The success of Avycaz in particular portends well for the potential future commercial success of ceftibuten-ledaborbactam, we believe. Avycaz is a combination of the 3rd generation cephalosporin ceftazidime and a novel beta-lactamase inhibitor. Ceftazidime was chosen at the time, given its broad beta-lactamase spectrum, making it a better treatment option for multidrug-resistant bacteria. Avycaz was approved in 2015 for complicated intra-abdominal infections (cIAI) and in 2017 for cUTI (including pyelonephritis) caused by susceptible Gram-negative bacteria, including Enterobacteriaceae and P.aeruginosa. The third approval for HAP/VAP was provided in 2018. Avycaz generated sales of $659 million in 2024. While clearly benefiting from a broader label than ceftibuten-laborbactam, the latter has the benefit of being an oral preparation, offering outpatient and oral step-down treatment options for cUTI patients. According to the CDC, there are approximately 3 million patients in the US every year suffering from a cUTI, with 600,000 hospitalisations, the majority of whom are female. With an approximate cost of $7500-$15000 for 7/14 days of treatment, even a modest 10% share of the hospitalised market suggests peak sales of $450m in the US alone. It is also worth noting that there are approximately 250,000 patients with pyelonephritis in the US, confirming the magnitude of the current unmet need.

 

Given the scale of the unmet need and the size of the opportunity, efforts are ongoing to develop new oral approaches to treat cUTIs, in addition to the ceftibuten-ledaborbactam combination. That said, there have also been notable failures with eravacycline, in particular a once heavily touted new approach, failing to show non-inferiority to ertapenem. More positively, GSK intends to file for approval of the oral carbapenem tebipenem HBr for the treatment of cUTIs in H2 2025 following the positive outcome of the Phase 3 PIVOT-PO study. If approved, tebipenem would represent the first approval of an oral carbapenem for the treatment of cUTI in the US. Although tebipenem should be the first to market, we note that as a new entrant from an existing class, there is a potential concern that class-specific cross-resistance may emerge over time, suggesting a need for multiple treatment options.
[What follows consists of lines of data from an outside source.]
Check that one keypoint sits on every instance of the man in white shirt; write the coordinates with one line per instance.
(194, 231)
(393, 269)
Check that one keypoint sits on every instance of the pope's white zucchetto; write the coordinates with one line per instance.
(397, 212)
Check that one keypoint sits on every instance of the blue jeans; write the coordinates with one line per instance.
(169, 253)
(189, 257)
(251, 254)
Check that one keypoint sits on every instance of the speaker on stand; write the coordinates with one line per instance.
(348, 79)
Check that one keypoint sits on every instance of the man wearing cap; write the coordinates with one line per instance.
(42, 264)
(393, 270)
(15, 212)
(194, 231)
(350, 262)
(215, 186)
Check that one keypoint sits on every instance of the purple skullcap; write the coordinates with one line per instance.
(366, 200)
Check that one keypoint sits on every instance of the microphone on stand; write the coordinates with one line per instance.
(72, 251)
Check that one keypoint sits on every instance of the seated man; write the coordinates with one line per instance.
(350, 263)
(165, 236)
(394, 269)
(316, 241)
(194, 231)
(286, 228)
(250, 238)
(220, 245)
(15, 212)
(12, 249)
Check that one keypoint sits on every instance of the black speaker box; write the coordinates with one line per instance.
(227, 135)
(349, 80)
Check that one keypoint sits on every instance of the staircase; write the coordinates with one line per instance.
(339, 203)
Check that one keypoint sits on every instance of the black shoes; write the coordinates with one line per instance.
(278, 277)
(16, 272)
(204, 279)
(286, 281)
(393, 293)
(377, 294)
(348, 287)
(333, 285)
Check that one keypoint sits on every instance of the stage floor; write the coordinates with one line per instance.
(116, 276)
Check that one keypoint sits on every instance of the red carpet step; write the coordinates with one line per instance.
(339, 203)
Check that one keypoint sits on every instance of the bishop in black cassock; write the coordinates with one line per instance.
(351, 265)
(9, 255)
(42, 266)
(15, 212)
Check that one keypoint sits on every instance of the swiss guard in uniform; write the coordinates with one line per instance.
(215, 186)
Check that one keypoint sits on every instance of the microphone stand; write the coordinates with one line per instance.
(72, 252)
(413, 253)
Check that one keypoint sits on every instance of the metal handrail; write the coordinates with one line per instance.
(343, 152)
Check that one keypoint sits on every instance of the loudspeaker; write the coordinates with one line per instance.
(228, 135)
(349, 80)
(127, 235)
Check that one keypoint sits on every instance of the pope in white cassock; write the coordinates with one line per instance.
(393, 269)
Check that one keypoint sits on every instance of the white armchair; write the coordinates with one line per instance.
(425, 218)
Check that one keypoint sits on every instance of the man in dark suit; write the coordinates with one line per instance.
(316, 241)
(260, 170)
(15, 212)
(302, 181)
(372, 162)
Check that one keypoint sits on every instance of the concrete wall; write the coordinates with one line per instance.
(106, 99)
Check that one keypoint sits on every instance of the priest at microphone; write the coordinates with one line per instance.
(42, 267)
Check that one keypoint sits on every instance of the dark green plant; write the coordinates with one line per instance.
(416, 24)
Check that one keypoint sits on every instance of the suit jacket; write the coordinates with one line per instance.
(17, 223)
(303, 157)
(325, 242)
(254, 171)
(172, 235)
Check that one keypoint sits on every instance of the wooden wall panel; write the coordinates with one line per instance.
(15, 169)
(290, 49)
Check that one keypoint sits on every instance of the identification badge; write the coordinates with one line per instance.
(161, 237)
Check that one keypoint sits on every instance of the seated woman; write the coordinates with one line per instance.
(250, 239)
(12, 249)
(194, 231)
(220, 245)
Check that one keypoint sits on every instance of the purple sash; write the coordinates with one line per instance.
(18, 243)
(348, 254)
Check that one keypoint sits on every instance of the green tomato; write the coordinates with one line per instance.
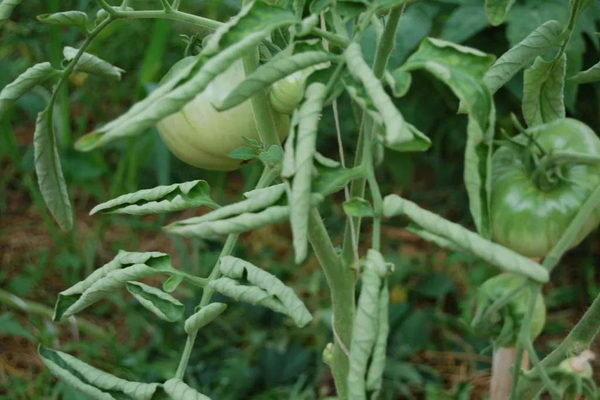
(504, 325)
(203, 137)
(528, 216)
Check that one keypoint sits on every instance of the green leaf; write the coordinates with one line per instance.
(267, 74)
(308, 116)
(399, 81)
(125, 267)
(178, 390)
(163, 305)
(6, 8)
(172, 283)
(466, 240)
(168, 198)
(591, 74)
(366, 322)
(243, 153)
(267, 289)
(374, 379)
(91, 381)
(32, 77)
(237, 224)
(203, 317)
(496, 10)
(256, 200)
(326, 161)
(72, 18)
(49, 171)
(10, 326)
(230, 41)
(91, 64)
(543, 91)
(462, 69)
(399, 135)
(358, 207)
(522, 54)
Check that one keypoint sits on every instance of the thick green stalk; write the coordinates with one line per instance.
(341, 285)
(579, 339)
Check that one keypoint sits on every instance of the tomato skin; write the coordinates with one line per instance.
(504, 328)
(201, 136)
(531, 220)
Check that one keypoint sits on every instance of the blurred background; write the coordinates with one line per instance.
(250, 352)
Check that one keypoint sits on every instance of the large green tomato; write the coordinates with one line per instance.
(203, 137)
(504, 325)
(529, 215)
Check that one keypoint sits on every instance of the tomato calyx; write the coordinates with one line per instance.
(547, 166)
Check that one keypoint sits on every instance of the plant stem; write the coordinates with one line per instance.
(572, 231)
(34, 308)
(579, 339)
(171, 14)
(384, 48)
(263, 116)
(341, 286)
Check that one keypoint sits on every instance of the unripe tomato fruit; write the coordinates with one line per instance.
(505, 325)
(529, 218)
(203, 137)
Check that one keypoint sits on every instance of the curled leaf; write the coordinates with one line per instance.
(176, 197)
(162, 304)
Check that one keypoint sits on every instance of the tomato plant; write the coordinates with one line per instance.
(539, 184)
(277, 67)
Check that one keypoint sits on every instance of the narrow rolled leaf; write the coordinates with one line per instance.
(399, 135)
(399, 81)
(49, 171)
(33, 76)
(72, 18)
(271, 72)
(496, 10)
(91, 64)
(543, 91)
(124, 267)
(229, 42)
(203, 317)
(256, 200)
(491, 252)
(92, 381)
(7, 7)
(280, 297)
(463, 69)
(176, 197)
(377, 365)
(591, 74)
(330, 180)
(237, 224)
(306, 139)
(358, 207)
(366, 322)
(522, 54)
(179, 390)
(163, 305)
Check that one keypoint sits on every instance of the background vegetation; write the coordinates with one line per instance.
(433, 353)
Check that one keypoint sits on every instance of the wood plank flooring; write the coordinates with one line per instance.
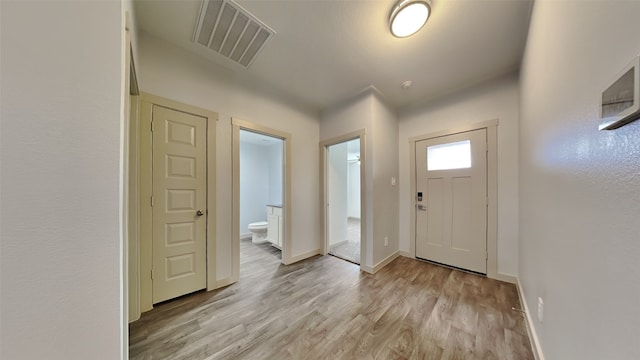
(325, 308)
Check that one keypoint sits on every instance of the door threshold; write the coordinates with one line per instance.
(452, 267)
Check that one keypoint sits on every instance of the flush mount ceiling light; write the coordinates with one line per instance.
(409, 16)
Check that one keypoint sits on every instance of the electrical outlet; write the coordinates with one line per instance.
(540, 309)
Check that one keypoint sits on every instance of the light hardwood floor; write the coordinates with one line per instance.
(325, 308)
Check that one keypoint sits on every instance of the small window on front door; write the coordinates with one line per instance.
(455, 155)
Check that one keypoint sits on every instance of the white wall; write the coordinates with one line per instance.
(353, 115)
(254, 184)
(496, 99)
(60, 153)
(169, 71)
(275, 154)
(385, 166)
(579, 187)
(353, 192)
(367, 110)
(337, 193)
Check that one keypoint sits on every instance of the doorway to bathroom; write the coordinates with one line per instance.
(261, 198)
(343, 205)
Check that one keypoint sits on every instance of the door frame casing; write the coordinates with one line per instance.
(147, 101)
(491, 127)
(324, 195)
(287, 245)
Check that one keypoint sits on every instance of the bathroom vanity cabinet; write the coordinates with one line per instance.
(274, 227)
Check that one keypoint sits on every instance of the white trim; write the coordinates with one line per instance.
(339, 243)
(304, 256)
(287, 246)
(506, 278)
(224, 282)
(147, 102)
(324, 148)
(456, 130)
(492, 191)
(381, 264)
(531, 330)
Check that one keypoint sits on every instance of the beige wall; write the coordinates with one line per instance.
(368, 111)
(496, 99)
(579, 187)
(169, 71)
(385, 166)
(61, 127)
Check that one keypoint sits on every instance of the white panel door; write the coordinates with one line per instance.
(179, 203)
(451, 200)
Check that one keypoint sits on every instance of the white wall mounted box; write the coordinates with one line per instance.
(620, 102)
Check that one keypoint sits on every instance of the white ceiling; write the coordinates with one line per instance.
(326, 51)
(258, 139)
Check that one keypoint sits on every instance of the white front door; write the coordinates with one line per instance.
(451, 200)
(179, 203)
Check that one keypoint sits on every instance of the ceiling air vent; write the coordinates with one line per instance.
(228, 29)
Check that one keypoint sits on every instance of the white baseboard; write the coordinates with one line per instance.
(506, 278)
(531, 330)
(222, 283)
(339, 243)
(381, 264)
(303, 256)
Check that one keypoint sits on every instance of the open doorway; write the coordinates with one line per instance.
(343, 215)
(280, 228)
(261, 198)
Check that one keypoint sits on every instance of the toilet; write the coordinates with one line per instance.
(259, 231)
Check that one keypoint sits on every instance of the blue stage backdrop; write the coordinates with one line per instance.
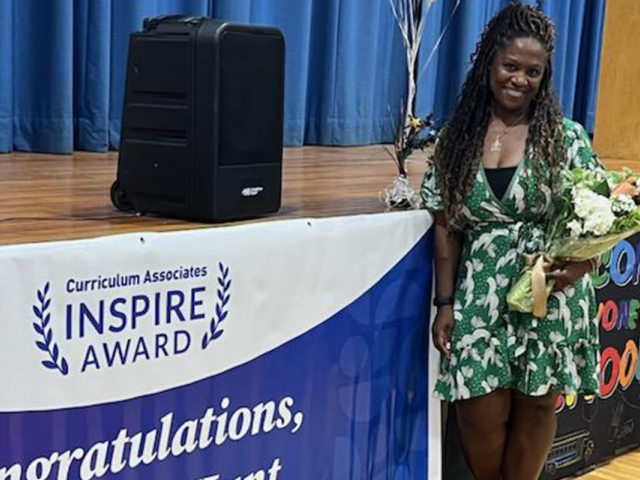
(62, 64)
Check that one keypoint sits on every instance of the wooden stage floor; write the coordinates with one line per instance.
(60, 197)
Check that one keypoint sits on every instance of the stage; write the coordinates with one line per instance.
(50, 198)
(293, 343)
(63, 197)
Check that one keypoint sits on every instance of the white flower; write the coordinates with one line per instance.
(622, 204)
(594, 209)
(575, 227)
(599, 224)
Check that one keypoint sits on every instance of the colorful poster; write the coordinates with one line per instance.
(282, 350)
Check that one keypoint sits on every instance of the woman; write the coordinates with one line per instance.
(496, 170)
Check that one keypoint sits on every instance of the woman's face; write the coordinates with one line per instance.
(516, 73)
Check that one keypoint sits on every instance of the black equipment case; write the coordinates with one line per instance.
(202, 123)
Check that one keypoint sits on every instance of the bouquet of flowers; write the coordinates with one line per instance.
(596, 210)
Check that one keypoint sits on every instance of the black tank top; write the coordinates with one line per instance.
(499, 179)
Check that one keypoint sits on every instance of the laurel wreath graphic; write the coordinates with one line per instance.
(220, 313)
(47, 343)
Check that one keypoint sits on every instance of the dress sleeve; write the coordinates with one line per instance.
(579, 148)
(430, 191)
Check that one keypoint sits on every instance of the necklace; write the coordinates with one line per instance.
(496, 146)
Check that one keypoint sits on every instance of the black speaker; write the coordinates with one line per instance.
(202, 123)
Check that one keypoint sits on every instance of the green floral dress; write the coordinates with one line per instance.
(492, 347)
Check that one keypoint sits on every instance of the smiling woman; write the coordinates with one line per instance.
(491, 189)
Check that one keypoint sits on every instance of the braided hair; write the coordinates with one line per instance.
(459, 150)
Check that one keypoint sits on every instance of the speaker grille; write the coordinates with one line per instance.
(251, 98)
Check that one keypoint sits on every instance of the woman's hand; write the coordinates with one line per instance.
(442, 329)
(567, 274)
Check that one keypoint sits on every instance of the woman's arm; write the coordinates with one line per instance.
(447, 258)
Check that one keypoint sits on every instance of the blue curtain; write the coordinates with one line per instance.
(62, 64)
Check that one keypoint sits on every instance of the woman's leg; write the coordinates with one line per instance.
(532, 429)
(483, 430)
Moreover, ceftibuten-ledaborbactam may also offer the potential benefit of a lower pill burden and less frequent dosing (OD) than tebipenem (2x 300mg every six hours) and a differentiated microbiological profile (no reduced activity against carbapenem-resistant Enterobacteriaceae), suggesting that it should offer a highly relevant addition, despite the expected availability of tebipenem.

 

We have described ceftibuten-ledaborbactam as a validated programme based mainly on the preclinical data during its tenure at originator Venatorx. Several studies have examined and compared the activity of ceftibuten-ledaborbactam against relevant Enterobacteriaceae clinical isolates, including non-susceptible clinical isolates. In the most recent study, ceftibuten-ledaborbactam was tested against a large number (3889) of relevant (recent and global isolates), which included those with extended beta-lactamase activity, multidrug resistance and other non-susceptible organisms. Given the mix of different (and difficult to treat) isolates tested and the anticipated activity of ledaborbactam, the study confirmed the ability of the combination to restore ceftibuten activity with susceptibilities similar to newer parenteral combinations (imipenem-relebactam), building on previous studies confirming similar activities to other newer parenteral beta-lactamase combinations such as ceftazidime-avibactam and meropenem-vaborbactam. For us, the result against multidrug-resistant isolates of almost 90% (89.7%) susceptibility was particularly impressive and compares well to 98.3% of isolates, which were presumed to have an extended beta-lactamase activity. 

 

With Phase I trials completed, confirming the safety and pharmacokinetics of the combination, Phase 3 trials are the next step. These trials are expected to begin within the next 18 months. Further cementing the importance of this programme has been the award of funding from BARDA, first to originator Venatorx and now transferred to Basilea. According to the contract, Basilea will receive an initial $6m with options to provide up to $153m on completion of predefined milestones.